Aku menggeleng. Akulah yang tertuduh di sini. Aku hanya menghambat dirimu untuk menggapai cinta-Nya. Maafkan aku karena masih belum bisa memudahkanmu meraih cinta-Nya. Tapi tubuhku masih menggigil meredam isak yang terus membuncah, sedangkan kata hanya terkunci oleh tatap. Aku membeku dalam rasa bersalahku padamu.
Adakah seseorang di sana yang sepertimu?
Aku tahu sejak dulu, kau lupa hari lahirmu, lebih tepatnya kau tidak ingin tahu, karena hal itu begitu buta di matamu.
Tangisku berubah menjadi teriakan.
Aku hanya berharap teriakanku membuatmu berhenti menyalahkan dirimu. Ini hidupku, akulah yang bertanggung jawab atas diriku, jika ada yang harus disalahkan, salahkan saja jiwa ini yang terlalu rapuh digoyahkan dan dirubuhkan, tapi kau lagi-lagi bersuara.

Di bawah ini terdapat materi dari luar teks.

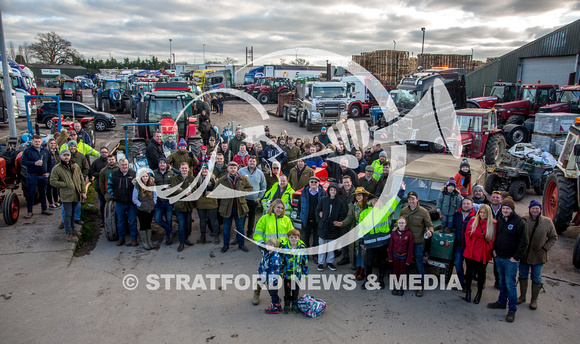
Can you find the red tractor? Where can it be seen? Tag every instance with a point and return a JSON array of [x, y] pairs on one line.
[[501, 92], [70, 90], [568, 101], [480, 135], [531, 98], [277, 86]]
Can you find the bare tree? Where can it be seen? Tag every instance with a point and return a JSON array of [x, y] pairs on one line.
[[51, 48]]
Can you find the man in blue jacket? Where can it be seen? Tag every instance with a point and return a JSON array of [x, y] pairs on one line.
[[38, 162]]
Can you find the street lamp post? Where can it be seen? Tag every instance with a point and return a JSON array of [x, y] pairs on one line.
[[170, 52], [422, 47]]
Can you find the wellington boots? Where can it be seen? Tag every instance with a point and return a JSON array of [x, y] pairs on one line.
[[523, 290], [143, 237], [149, 235], [256, 298], [535, 292]]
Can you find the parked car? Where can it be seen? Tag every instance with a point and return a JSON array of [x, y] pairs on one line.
[[48, 110]]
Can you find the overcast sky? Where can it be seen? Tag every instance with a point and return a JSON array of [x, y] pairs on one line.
[[142, 28]]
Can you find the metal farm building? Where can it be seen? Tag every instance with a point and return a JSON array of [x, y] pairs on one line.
[[553, 59]]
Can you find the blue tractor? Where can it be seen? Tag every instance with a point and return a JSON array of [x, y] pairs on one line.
[[113, 94]]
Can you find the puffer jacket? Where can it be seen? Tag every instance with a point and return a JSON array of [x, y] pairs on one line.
[[541, 242]]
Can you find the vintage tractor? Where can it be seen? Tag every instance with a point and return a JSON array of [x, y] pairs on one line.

"Maafkan aku. Kelak jangan jadi sepertiku. Kelak kau harus lebih cerdas, lebih beruntung. Jangan mau menjadi wanita merugi, karena kelak kau akan menjadi madrasah utama bagi anakmu."
Empat huruf yang sedari tadi ku tahan, akhirnya kuucapkan dengan setengah teriak, berharap suaraku lebih lantang dari isakanku.
"MAMA!"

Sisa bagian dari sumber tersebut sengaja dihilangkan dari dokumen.